Selbstmord im Alter: Einer von Tausend
Jedes Jahr bringen sich in Österreich 20 bis 30 über 80-Jährige um. "Der Anstieg bei den ganz Alten ist enorm - einer von Tausend begeht Selbstmord", sagt Sonneck.

Auch der Anteil bei den über 60-Jährigen steigt. Die beste Prävention gegen den Selbstmord und damit auch gegen die Depression ist eine hohe Lebensqualität.
Lebensqualität entscheidend
Lebensqualität im Alter heißt ein Netzwerk an sozialen Kontakten zu besitzen, körperlich und geistig aktiv zu bleiben und sich auf Krankheiten und Verluste einzustellen.

"Dafür gibt es so etwas wie Eigenverantwortlichkeit", meint Werner Schöny, der Präsident der Österreichischen Gesellschaft für Psychiatrie und Psychotherapie.

"Wenn es gelingt, die Lebensqualität auf einem hohen Niveau zu halten, werden die alten Menschen seltener depressiv.
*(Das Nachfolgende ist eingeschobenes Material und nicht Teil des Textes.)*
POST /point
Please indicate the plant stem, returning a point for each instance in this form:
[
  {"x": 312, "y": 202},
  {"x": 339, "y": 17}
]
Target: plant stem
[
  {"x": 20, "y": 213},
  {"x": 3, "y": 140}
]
Wir wissen heute, dass die psychischen und sozialen Faktoren weit wichtiger für eine Erkrankung sind als genetische", so Schöny.
Geronto-Psychiater gefordert
An der Versorgung mangelt es derzeit aber nicht nur, weil die Männer nicht zum Arzt gehen. Auch viele Altersheime haben keine Spezialisten, die die Altersdepression erkennen und behandeln könnten.

Um Altersdepressive in Zukunft aber fachgerecht betreuen zu können, müsste es eine eigene Facharztausbildung für Geronto-Paychiatrie geben, fordern die Mediziner.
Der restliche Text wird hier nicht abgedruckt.